Andrade, the Olympic all-around silver medalist, and Saraiva, precocious talents hardened by past injury setbacks, were expected to again carry the five-woman squad in Tuesday’s team final.

In qualifying, four gymnasts from each team of five were chosen for each of the four apparatuses, with the best three scores counting for 12 total. Andrade and Saraiva were used on each apparatus. All eight of their scores counted. Andrade is well-known for her individual Olympic success, and she is favored to win Brazil’s first world all-around title on Thursday.

If Andrade is the team’s Marta, then Saraiva is Cristiane. If Saraiva’s scores were replaced by the fourth Brazilian on each apparatus, Brazil would not have qualified for the eight-team final.

Andrade and Saraiva, born four months apart in 1999, have trained together in Rio for much of the last decade, said Gabriel Gentile, a Brazilian sports journalist.

“We have been a family since childhood,” Saraiva said this summer about not just Andrade, but a larger group of national team gymnasts, according to the International Gymnastics Federation, citing Olympics.com. “I live with them. I spend more time with them than with my own family.”

Andrade is originally from outside Sao Paulo, where she and seven siblings were raised by their mom, a house cleaner, before she left home for gymnastics at age 8.

A junior Pan American all-around champ at 13, she was then plagued by injuries. A broken big toe kept her out of the 2014 Youth Olympics. Three separate right ACL tears ruled her out of the world championships in 2015, 2017 and 2019. She still managed to compete at the 2016 Rio Games and became known as Rebeyoncé back home after performing to Beyoncé music on floor exercise.

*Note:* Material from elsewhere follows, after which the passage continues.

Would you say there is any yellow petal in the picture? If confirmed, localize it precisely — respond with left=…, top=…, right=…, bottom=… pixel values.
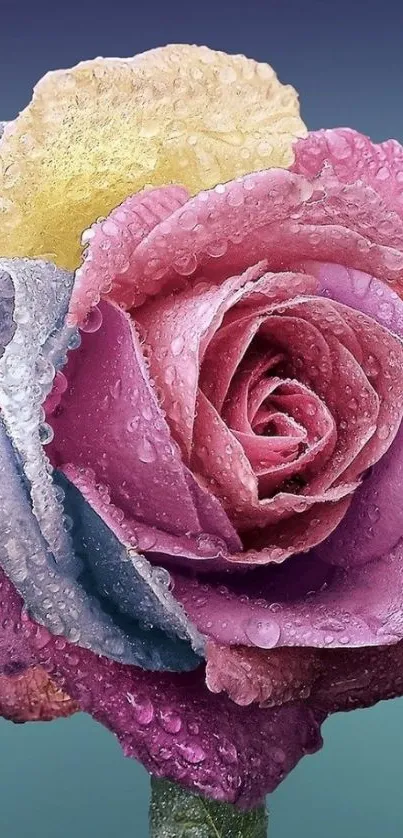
left=0, top=45, right=306, bottom=268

Healthy in Tokyo, Andrade became the first Brazilian female gymnast to win an Olympic medal with her all-around silver behind Suni Lee. It would have been gold had she not gone out of bounds twice in her closing floor routine. Three days later, Andrade won Brazil’s first Olympic women’s gymnastics gold medal, doing so on vault.

“This medal is not just mine, it’s one for everyone that knows my story, everything I have been through,” Andrade, who has four million followers between Instagram and TikTok, reportedly said in Tokyo.

Saraiva was listed at 4 feet, 5 inches when she made her Olympic debut in Rio at age 16 as a medal contender on the balance beam (she finished fifth). A Carioca, she developed at one of Rio’s government-sponsored sport programs for low-income children.

“Flavinha,” or little Flavia, missed the 2017 World Championships after injuring her spine. She had individual finishes of fourth, fifth, sixth, seventh and eighth at worlds between 2018 and 2019, setting her up to go for Brazil’s first Olympic women’s gymnastics medal in Tokyo.

But an ankle injury in qualifying at the Olympics ruled her out of the all-around. She celebrated Andrade’s silver instead. She returned on the last day of competition and was seventh on beam, then had surgery later that month.

“We keep fighting,” Saraiva posted in Portuguese on Instagram after last year’s ankle injury.

NBC Olympic research contributed to this report.